While learning about soils, the pupils felt and rubbed dirt between their fingers to feel its texture and hear the particles rub together. They looked at it under a magnifying glass.
And they got to make mud pies.
"It's fun," said Latricia Williams, 9, of her soil experiments while on a visit to Spirit Creek Educational Forest, a preserve in south Augusta run by the Georgia Forestry Commission.
It was fun, but it also was good science.
Wendy Lowenthal, a soil-conservation technician for the U.S. Department of Agriculture's Natural Resources' Conservation Service, taught the program on soil. Pupils learned about soil types, origin and makeup. After learning about the size of soil particles, the pupils made mud pies with sand, clay and topsoil to determine which had smaller particles to stick together better.
"We are trying to get the kids to use their powers of observation and their senses," said Cathy Black, senior forester with the Georgia Forestry Commission and director of the educational forest. "And a dirty child is a happy child."
The Spirit Creek Education Forest, off McDade Road in Hephzibah, is 300 acres of wetlands, planted loblolly pines and bottomland hardwoods.
The forest was transferred from Gracewood State School and Hospital to the Forestry Commission in 1984. It was used as an educational forest for the first time last year. It was visited by more than 2,800 children from its opening in March through December.
Programs cover forest management, agriculture, soil, wetlands and wildlife. They were designed by local teachers and foresters to complement required classroom teaching material for each grade level. Courses are taught by foresters, rangers, educators and natural resource specialists.
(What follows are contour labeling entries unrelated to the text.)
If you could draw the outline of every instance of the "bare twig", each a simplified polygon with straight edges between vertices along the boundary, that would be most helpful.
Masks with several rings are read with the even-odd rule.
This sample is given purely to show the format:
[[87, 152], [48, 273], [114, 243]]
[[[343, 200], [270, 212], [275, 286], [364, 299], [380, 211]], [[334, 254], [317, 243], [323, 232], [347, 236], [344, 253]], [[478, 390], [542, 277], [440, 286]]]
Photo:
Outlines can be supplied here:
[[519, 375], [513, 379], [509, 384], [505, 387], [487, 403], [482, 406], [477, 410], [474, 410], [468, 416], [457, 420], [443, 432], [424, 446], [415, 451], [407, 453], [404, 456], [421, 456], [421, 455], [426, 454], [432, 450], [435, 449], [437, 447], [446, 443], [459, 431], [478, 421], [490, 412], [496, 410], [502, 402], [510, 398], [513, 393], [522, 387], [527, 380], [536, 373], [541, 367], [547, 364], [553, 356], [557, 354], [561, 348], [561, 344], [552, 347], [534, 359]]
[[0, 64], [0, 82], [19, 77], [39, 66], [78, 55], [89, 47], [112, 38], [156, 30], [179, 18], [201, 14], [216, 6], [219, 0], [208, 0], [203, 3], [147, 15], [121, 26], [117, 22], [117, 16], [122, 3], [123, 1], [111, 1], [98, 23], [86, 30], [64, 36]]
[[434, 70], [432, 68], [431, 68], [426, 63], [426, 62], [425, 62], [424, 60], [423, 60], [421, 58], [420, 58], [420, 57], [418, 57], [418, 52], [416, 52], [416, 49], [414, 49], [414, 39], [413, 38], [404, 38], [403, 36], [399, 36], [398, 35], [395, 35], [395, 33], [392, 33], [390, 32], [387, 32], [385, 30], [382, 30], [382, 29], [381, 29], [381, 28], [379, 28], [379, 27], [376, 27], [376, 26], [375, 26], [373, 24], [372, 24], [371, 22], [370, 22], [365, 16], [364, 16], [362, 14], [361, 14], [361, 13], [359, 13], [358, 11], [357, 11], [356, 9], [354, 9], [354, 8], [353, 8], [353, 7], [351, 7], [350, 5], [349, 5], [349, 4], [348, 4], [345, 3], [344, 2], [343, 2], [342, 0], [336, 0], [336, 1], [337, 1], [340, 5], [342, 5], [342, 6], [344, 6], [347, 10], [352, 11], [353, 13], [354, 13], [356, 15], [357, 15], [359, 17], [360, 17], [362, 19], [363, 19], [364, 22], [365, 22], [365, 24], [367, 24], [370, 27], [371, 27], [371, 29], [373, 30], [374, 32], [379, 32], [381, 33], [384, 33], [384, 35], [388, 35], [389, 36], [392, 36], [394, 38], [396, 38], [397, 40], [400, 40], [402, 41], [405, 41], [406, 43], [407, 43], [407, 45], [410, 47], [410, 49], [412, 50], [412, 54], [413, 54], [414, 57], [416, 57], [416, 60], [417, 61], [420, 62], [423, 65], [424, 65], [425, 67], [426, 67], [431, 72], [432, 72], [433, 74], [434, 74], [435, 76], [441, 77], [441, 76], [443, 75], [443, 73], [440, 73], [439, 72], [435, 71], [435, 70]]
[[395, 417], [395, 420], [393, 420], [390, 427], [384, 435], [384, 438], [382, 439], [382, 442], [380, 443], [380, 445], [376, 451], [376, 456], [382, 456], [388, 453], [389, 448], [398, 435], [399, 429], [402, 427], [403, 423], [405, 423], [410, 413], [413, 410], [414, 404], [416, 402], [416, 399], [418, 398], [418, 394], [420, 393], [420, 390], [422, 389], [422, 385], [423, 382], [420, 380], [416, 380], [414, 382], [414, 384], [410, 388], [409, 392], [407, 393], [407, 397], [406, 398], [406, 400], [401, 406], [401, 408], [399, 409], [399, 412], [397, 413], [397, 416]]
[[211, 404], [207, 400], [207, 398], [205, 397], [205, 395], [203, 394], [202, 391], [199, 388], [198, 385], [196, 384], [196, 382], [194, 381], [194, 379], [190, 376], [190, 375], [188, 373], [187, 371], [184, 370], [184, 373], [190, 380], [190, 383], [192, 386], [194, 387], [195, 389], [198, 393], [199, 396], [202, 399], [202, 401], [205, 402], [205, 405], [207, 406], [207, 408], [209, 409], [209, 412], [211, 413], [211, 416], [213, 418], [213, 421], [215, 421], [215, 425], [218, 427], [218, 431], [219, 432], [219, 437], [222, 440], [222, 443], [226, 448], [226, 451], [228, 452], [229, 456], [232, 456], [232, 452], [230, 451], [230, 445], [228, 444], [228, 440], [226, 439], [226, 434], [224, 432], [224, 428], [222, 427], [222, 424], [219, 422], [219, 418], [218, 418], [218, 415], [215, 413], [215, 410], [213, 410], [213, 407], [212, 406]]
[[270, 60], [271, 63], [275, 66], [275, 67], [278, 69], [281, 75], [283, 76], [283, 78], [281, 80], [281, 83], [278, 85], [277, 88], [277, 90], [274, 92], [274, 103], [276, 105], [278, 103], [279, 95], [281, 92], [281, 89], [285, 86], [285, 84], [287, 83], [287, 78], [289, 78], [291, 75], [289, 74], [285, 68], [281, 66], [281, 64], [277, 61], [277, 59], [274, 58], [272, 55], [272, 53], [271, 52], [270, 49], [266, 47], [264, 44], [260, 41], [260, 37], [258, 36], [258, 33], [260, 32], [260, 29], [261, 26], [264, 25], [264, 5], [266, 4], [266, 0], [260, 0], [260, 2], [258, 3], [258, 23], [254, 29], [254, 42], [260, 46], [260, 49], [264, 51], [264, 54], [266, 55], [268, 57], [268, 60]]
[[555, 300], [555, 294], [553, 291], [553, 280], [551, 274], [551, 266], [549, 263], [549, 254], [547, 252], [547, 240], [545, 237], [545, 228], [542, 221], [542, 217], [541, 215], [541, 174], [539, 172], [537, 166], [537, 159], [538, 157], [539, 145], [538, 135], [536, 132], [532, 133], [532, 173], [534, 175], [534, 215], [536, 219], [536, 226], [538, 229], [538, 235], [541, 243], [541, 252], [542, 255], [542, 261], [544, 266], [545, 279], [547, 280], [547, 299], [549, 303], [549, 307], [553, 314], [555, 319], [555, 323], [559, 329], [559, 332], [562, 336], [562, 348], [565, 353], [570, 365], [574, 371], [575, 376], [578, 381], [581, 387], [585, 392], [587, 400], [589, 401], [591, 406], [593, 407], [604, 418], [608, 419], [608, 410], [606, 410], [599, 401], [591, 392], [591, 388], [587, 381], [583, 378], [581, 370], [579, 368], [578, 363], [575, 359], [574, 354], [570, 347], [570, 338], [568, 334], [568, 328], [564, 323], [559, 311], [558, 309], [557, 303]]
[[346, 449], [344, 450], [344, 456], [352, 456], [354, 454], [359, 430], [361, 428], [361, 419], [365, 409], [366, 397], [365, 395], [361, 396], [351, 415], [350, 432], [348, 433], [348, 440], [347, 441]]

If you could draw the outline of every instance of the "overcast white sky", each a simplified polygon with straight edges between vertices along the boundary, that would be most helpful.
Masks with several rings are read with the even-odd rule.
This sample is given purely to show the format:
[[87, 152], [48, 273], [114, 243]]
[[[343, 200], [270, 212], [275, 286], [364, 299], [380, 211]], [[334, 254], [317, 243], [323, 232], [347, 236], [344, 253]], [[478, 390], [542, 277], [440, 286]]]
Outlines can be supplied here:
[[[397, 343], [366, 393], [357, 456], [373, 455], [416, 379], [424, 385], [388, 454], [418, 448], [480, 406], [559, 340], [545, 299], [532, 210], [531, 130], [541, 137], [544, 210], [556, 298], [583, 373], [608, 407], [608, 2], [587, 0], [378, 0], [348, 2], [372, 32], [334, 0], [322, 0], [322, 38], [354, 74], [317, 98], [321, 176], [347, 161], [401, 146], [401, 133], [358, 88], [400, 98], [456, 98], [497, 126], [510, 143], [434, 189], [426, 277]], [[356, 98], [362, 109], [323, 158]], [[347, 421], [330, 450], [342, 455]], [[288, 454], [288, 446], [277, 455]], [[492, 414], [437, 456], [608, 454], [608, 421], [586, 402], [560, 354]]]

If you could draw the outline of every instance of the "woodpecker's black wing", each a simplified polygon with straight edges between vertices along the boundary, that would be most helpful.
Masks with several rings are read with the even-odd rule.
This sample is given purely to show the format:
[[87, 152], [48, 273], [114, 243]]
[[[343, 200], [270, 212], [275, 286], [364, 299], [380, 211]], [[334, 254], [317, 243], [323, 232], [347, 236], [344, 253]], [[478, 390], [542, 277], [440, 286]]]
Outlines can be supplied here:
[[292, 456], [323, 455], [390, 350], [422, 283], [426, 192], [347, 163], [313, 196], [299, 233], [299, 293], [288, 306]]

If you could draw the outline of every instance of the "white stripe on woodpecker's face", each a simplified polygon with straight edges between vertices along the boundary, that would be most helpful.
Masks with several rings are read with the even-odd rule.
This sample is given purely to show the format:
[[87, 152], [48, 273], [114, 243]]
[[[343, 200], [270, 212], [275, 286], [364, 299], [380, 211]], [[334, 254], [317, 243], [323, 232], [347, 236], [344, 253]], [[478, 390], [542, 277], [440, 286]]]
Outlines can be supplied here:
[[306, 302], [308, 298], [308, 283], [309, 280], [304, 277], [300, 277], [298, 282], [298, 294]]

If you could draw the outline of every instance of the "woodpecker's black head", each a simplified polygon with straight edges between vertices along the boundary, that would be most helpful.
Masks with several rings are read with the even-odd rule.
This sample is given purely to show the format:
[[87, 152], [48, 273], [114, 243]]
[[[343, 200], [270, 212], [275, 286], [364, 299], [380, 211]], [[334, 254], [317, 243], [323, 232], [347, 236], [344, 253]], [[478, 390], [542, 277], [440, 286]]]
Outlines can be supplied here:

Elementary-school pupils may study soil and rocks, while high school students can learn about water, orienteering and timber management. The pupils learn appreciation for nature. A rule of the forest is not to kill anything, even bugs. One third-grader found a bug while making mud pies and screamed. Immediately, all the others ran to their soil piles in hopes of finding a bug, too.
The educational forest includes a self-guided trail through a tupelo swamp, where pupils can see wetlands habitats and conduct water-quality studies. Informative signs explain greenbrier, swamp-water levels and other topics.
An arboretum displays native trees with "talking trees." The talking tree is really a solar-powered talking box next to a tree explaining its identifying characteristics, its role in the ecosystem, use by man and any unusual features. Different messages are played for kindergarten through third grade and for fourth grade and above.
Prescribed burning is used regularly as a tool in the forest. The controlled burning reduces ground brush and encourages more succulent growth for wildlife food.
"If a fire ever got in here, it would not destroy the trees because there would be very little fuel," Mrs. Black said.